Pelukan Terakhir Ratu

          Hingga azan subuh berkumandang, aku belum juga dapat memejamkan mata. Pintu kamar ku diketuk Bapak, membangunkan ku. Bapak masih membangunkan untuk mengajak solat berjamaah. Aku yang masih terjaga, keluar kamar untuk membasuh wajah dengan air wudu lagi. Untuk sedikit mengurangi sisa air mata di mata. Tapi seperti apa ku sembunyikan, Bapak merasakannya. Selesai solat Bapak menemui ku di kamar, mengusap rambut dan wajah ku. Aku mencium tangan Bapak dan memeluknya. Aku merasa tenang dan sangat membutuhkan dukungan. Kami berdua tidak berkata apa-apa. Hingga setetes air mata mengalir menyentuh wajah ku. Aku melihat wajah Bapak, ternyata Bapak pun sedih.
          “Bapak kenapa”, tanya ku sambil mengajak duduk di sisi ranjang ku.

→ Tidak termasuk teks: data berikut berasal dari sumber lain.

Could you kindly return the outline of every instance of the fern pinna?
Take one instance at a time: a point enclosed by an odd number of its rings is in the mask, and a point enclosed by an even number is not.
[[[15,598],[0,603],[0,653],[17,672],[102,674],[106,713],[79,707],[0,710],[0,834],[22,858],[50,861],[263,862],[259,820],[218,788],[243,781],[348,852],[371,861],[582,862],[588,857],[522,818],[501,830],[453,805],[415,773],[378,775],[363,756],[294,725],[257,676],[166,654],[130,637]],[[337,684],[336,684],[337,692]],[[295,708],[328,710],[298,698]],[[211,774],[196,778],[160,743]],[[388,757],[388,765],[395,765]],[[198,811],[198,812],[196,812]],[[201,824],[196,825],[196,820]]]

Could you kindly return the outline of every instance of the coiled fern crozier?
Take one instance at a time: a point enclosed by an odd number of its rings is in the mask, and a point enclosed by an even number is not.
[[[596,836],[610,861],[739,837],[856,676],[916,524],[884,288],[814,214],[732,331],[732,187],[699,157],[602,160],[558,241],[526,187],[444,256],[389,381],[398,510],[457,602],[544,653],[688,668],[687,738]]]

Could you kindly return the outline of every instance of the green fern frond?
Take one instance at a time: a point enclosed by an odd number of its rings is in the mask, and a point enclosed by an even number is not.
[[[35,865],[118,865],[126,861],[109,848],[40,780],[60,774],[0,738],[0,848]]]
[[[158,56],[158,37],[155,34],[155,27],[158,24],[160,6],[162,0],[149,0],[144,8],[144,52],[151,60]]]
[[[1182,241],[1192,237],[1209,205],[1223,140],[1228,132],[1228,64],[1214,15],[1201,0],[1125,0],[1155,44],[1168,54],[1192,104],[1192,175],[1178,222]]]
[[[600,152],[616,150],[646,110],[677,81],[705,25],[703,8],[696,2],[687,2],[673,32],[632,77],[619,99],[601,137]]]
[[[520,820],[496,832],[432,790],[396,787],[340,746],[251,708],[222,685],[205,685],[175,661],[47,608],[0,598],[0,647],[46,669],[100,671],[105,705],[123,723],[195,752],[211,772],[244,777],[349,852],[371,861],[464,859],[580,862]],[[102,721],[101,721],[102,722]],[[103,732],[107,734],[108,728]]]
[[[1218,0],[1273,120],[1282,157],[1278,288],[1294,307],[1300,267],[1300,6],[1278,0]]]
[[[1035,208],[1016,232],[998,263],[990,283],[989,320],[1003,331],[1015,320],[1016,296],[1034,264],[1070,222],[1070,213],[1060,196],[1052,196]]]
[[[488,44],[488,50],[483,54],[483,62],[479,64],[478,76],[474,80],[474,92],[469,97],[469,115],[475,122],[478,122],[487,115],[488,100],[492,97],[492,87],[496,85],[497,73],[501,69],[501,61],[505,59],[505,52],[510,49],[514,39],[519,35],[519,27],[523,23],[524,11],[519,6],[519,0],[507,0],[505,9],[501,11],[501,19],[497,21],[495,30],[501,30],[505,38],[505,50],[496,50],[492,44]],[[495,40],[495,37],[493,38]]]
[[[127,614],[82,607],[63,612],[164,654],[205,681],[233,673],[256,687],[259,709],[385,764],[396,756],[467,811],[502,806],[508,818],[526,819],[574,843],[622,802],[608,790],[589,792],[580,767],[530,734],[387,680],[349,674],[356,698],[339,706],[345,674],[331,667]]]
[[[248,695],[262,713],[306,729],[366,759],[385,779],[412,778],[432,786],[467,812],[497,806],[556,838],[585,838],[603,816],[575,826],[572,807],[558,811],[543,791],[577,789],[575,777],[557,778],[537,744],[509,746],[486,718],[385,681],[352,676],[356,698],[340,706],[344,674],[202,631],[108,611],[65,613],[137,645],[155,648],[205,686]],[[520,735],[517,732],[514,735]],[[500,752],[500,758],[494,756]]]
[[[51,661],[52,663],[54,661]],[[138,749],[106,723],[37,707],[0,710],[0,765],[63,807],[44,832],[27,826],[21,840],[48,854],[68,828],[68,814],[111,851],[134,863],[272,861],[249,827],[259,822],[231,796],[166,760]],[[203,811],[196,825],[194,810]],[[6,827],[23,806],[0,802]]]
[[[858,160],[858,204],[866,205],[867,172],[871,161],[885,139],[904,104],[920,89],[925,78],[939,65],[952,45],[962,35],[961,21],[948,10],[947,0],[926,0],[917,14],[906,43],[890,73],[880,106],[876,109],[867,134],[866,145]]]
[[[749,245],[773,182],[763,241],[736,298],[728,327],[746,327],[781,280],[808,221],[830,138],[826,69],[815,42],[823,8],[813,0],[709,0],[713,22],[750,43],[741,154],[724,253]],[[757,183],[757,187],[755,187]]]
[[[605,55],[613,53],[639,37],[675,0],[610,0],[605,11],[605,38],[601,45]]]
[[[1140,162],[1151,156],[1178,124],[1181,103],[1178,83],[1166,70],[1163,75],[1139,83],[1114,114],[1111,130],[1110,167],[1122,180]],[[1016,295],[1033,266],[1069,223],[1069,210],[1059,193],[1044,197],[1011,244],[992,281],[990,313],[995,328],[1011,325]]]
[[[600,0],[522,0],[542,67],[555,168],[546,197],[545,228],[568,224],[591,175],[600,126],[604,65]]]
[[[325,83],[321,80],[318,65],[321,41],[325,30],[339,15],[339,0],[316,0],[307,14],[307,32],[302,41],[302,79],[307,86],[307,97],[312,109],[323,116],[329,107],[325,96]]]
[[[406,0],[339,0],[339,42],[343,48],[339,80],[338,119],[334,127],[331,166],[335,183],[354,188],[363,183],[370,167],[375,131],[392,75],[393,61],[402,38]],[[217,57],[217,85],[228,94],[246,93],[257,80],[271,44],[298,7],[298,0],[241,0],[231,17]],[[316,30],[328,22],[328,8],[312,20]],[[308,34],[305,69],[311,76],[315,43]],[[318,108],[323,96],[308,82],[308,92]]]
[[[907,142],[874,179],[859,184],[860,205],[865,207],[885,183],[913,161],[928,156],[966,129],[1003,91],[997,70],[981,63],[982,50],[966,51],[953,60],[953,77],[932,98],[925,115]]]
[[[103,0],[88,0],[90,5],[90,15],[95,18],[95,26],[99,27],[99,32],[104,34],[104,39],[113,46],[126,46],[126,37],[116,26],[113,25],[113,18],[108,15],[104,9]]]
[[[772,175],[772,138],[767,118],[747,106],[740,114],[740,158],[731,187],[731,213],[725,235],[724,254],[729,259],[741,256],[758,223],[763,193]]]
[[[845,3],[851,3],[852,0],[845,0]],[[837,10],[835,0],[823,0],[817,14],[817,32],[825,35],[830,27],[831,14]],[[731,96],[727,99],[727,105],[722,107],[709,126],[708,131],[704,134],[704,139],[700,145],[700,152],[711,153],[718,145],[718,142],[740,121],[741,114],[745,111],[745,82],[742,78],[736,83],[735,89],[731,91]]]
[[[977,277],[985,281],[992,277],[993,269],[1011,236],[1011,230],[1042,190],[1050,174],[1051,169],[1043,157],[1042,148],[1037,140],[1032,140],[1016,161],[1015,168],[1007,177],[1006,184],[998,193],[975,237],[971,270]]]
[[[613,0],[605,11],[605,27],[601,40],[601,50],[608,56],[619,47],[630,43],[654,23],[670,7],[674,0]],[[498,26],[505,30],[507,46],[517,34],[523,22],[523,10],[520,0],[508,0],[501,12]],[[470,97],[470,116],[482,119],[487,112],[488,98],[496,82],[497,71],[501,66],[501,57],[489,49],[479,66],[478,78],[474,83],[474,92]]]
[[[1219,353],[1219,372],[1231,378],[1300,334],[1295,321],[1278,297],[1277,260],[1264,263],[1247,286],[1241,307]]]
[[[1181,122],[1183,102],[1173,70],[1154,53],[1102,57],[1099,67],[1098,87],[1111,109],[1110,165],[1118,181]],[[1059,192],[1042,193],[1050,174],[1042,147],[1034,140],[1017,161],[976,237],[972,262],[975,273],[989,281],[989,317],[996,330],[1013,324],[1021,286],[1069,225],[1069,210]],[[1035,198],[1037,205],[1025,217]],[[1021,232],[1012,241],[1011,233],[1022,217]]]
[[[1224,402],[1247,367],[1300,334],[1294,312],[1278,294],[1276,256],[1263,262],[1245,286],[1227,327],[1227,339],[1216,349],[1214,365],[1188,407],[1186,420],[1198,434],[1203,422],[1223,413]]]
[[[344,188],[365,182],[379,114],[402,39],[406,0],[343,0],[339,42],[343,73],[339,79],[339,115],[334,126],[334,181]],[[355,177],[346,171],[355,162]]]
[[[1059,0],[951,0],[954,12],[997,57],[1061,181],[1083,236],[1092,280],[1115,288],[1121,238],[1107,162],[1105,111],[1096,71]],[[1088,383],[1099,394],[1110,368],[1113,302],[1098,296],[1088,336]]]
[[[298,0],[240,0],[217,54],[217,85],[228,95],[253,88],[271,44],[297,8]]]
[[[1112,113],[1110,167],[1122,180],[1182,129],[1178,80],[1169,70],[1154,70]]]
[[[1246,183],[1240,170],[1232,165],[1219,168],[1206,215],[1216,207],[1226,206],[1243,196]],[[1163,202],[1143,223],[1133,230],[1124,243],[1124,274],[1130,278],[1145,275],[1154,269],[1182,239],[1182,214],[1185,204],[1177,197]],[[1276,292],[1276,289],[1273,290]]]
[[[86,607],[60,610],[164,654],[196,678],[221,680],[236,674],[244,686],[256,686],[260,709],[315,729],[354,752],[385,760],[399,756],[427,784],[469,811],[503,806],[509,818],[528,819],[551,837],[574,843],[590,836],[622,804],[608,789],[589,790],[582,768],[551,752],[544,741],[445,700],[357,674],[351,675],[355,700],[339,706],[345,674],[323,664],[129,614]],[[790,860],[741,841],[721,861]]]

          “Bunga sedih karena Ratu semalam?”, tanya Bapak yang membuat ku cukup kaget.
          Aku menganggukkan kepala.
          “Kalian bertiga adalah cahaya hidup Bapak. Bapak hanya bisa berdoa yang terbaik untuk kalian”, ucap Bapak.
          Aishi masuk ke kamar ku, menyusul Ratu yang agak merasa aneh dengan melihat aku dan Bapak yang tidak seperti biasanya.
          “Bunga hari ini keluar jam berapa? Aku mau ke sekolah Aishi untuk mengurus pendaftarannya”, tanya Ratu.
          “Hari ini ingin di rumah, ada tulisan yang harus diselesaikan segera”, jawab ku.
          Ratu memperhatikan mata ku yang sembab, tapi tak bertanya apa-apa. Ratu mencium tangan Bapak dan memeluknya. Lalu memeluk ku agak lama dengan membisikkan permintaan maaf. Aku tak mengerti maaf untuk apa? Lalu Ratu pergi sendiri, Aishi bermain di kamar ku. Melihat-lihat buku bergambar dan mencorat-coret buku tulis.
          Sambil menemani Aishi, aku membaca sebuah buku yang harus aku resensi. Buku tentang pendidikan anak yang baru ku beli. Mendidik anak merupakan bagian dari ibadah yang semestinya dikaji sejak mulai beranjak dewasa, tidak hanya saat baru mau menikah. Membaikkan akhlaq kita untuk menyiapkan generasi yang lebih baik. Sebab pendidikan yang terbaik adalah keteladanan. Anak yang sangat mudah meniru apa yang dilakukan orang di sekitarnya.
          Sudah lebih dari dua jam, Ratu belum juga pulang. Bapak pun merasa ada yang aneh, Bapak terlihat kuatir walau berusaha disembunyikan. Bapak terus memperhatikan jalan, duduk di depan toko sambil membaca dengan sesekali melihat ke jalan. Mungkin kuatir dengan prosedur pendaftaran Aishi yang belum memiliki akta lahir.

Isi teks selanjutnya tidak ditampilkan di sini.